Porosity sensitivity to stress in Carboniferous coal mine samples was reported by Wolf et al.65 The Belgian coal was high-volatile A bituminous in rank with 44% inertinite, while the German sample was medium-volatile bituminous rank and 87% vitrinite. Initial porosities of the Belgian coal, 2% to 5.5%, decreased to 0.5% when subjected to a stress of 6 MPa (870 psi). Initial porosities of the German coal, 5.5% to 6.5%, decreased to 5.0%
under the same stress loading, indicative of a stiffer coal. As the samples were vacuum dried for 24 hr and perhaps autoclaved prior to testing, reported porosities are greater than native porosities, but the overall trend of porosity reduction with stress is correct.
Simulation studies often vary coal fracture porosity, among other reservoir properties, to match performance of a well or a field. Porosities obtained from such history matching exercises are often on the order of 0.5% or less, similar to cleat porosities estimated above. Conway et al. reported a “natural fracture mobile water porosity”
of 0.53% from simulation of wells completed in the Blue Creek coal in the Warrior Basin.66 A simulation history match of Fruitland coal wells in the Tiffany area of the San Juan Basin by Ramurthy et al. yielded a porosity of 0.25%.67 Using a blend of well test analysis and simulation, Mavor obtained a porosity of 0.45% for a well in the fairway of the San Juan Basin.68 A modeling study of production from Rock Springs Formation coals of the Great
Divide (Greater Green River) Basin by Young et al. resulted in a porosity of 1.2%.69 However, these simulation porosities are probably lower than actual porosities for several reasons.
Simulated water production is affected by gas-water relative permeabilities, which often have an irreducible water saturation of zero, implying the model is concerned only with mobile water porosity. This simulation porosity represents water that is important for production operations and does not reflect the true void space of a coal deposit. In addition, coal gas simulations typically use a single model layer for each coal seam, rarely breaking an actual seam into multiple model layers. This approach, while computationally efficient and often sufficient for prediction of gas and water production, neglects buoyancy-driven vertical segregation of gas and water within a seam. Gas flowing across the upper one-third or one-half of a coal with 1% or 2% total porosity is thus described in a simulator using porosities of only a fraction of a percent.

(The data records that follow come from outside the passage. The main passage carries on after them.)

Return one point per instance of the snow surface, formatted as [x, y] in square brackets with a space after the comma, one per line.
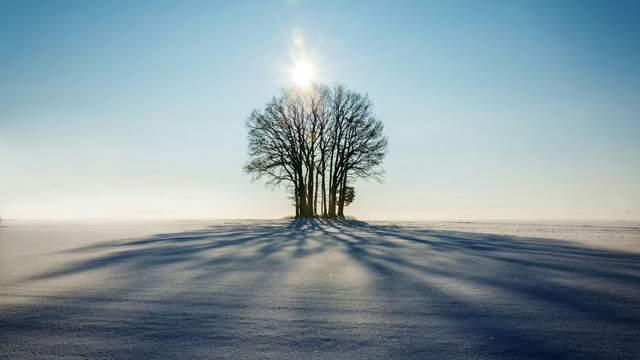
[319, 290]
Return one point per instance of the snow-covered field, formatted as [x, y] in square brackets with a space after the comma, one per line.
[319, 290]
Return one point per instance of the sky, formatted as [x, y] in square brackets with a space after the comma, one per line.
[498, 110]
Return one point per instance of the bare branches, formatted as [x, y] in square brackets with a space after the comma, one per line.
[323, 137]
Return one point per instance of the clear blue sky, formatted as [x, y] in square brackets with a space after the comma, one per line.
[494, 110]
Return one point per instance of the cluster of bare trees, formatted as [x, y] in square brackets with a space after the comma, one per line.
[316, 142]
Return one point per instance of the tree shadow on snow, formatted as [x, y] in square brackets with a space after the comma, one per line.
[427, 293]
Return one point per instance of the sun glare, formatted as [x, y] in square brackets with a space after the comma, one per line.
[303, 73]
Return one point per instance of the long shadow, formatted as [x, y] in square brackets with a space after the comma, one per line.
[221, 291]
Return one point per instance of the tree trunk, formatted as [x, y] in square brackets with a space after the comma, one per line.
[343, 191]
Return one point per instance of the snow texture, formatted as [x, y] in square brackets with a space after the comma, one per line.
[319, 290]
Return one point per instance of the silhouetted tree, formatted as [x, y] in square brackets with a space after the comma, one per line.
[313, 141]
[349, 195]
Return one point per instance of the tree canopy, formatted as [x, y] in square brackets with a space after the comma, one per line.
[315, 142]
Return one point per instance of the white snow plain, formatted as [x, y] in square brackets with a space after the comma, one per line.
[316, 289]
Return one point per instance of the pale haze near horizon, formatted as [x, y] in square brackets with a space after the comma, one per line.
[500, 110]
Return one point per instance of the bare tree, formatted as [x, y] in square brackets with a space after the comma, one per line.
[313, 141]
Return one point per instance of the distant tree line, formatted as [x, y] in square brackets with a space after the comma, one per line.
[316, 142]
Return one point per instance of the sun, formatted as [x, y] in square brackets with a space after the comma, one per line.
[303, 73]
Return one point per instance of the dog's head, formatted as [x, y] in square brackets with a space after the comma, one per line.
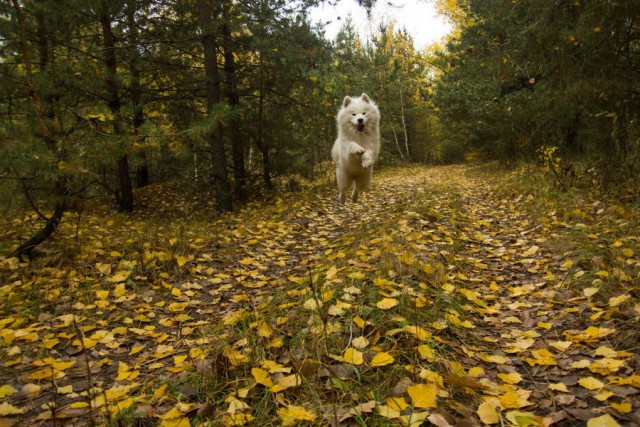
[358, 113]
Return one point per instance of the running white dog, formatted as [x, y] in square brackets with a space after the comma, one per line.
[358, 144]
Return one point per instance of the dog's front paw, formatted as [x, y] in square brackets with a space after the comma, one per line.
[356, 149]
[367, 159]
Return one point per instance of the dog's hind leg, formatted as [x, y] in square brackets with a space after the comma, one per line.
[344, 183]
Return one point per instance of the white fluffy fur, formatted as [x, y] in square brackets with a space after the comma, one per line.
[358, 144]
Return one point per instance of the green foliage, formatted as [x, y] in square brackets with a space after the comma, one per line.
[528, 73]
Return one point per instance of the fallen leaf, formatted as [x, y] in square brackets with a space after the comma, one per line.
[292, 414]
[353, 356]
[605, 420]
[382, 359]
[488, 413]
[423, 395]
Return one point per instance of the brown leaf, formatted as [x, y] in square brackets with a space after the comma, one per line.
[401, 387]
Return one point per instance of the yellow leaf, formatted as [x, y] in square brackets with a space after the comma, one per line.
[46, 373]
[605, 420]
[311, 304]
[286, 382]
[359, 321]
[382, 359]
[360, 342]
[423, 395]
[581, 364]
[488, 413]
[512, 400]
[179, 360]
[561, 345]
[292, 414]
[408, 258]
[103, 268]
[492, 358]
[7, 390]
[623, 407]
[262, 377]
[102, 295]
[161, 391]
[235, 357]
[119, 290]
[616, 301]
[8, 409]
[386, 303]
[558, 387]
[264, 330]
[136, 349]
[591, 383]
[353, 356]
[31, 390]
[120, 276]
[511, 378]
[177, 307]
[426, 352]
[237, 419]
[476, 371]
[274, 367]
[589, 292]
[397, 403]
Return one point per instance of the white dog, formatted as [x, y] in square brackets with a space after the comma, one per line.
[358, 144]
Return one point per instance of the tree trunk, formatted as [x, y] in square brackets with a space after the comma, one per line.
[221, 183]
[404, 124]
[233, 99]
[45, 232]
[60, 189]
[136, 90]
[125, 189]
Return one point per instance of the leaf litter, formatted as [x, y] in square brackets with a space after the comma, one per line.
[441, 298]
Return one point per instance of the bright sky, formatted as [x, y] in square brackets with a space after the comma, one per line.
[419, 17]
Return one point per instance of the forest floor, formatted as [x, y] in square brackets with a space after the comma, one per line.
[448, 296]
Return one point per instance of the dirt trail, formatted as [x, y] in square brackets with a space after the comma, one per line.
[434, 269]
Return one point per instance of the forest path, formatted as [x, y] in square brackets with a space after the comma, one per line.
[437, 292]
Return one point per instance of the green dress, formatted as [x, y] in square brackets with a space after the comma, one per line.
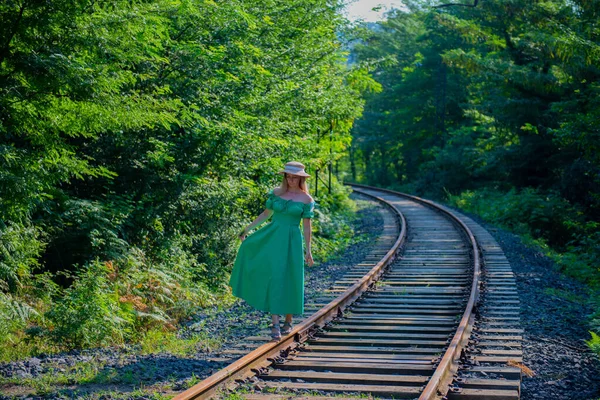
[269, 268]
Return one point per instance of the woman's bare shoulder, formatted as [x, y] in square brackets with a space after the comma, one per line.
[306, 198]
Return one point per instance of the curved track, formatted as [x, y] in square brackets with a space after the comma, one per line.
[400, 324]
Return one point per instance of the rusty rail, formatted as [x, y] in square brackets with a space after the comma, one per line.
[243, 367]
[443, 374]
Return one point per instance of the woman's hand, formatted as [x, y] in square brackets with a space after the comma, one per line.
[308, 259]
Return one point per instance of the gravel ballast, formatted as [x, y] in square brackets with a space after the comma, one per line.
[554, 314]
[165, 372]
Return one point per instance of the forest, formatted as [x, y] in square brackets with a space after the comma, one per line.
[138, 137]
[493, 109]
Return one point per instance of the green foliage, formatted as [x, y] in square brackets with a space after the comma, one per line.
[89, 313]
[497, 102]
[136, 138]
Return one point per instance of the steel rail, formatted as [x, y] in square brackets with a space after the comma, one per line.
[444, 372]
[258, 358]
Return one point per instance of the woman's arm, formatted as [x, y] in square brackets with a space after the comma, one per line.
[259, 220]
[307, 225]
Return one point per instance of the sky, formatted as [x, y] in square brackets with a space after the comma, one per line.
[362, 9]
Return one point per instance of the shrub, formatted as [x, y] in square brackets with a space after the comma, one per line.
[89, 313]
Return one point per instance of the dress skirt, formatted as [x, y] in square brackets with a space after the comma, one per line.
[268, 272]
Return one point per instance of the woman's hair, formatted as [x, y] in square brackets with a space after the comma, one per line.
[283, 187]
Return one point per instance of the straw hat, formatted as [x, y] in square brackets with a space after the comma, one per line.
[294, 168]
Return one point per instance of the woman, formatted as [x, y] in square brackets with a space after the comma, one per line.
[269, 268]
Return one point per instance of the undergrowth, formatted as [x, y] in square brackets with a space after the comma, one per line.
[551, 223]
[131, 295]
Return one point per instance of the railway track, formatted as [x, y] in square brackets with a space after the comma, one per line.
[431, 313]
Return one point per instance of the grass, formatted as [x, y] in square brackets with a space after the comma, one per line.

Coal porosity is smaller than that of conventional reservoirs and difficult to determine. Cleat porosities calculated from a matchstick model with reported permeabilities and observed cleat spacing yields porosities of 1% or less. Coal matrix porosities measured in laboratory studies are typically on the order of a few percent. As most studies utilize samples of uncertain history held at conditions other than in situ, these reported porosities provide an upper bound on in-situ porosities. Simulation-derived coal porosities are on the order of 1% or less but suffer from inclusion of other physics, such as buoyancy and capillary pressures, which are not treated explicitly in the reservoir model. For reservoir engineering purposes, porosity of subbituminous coals is often assumed to be 10%, while that of bituminous coals is assumed to be 1%.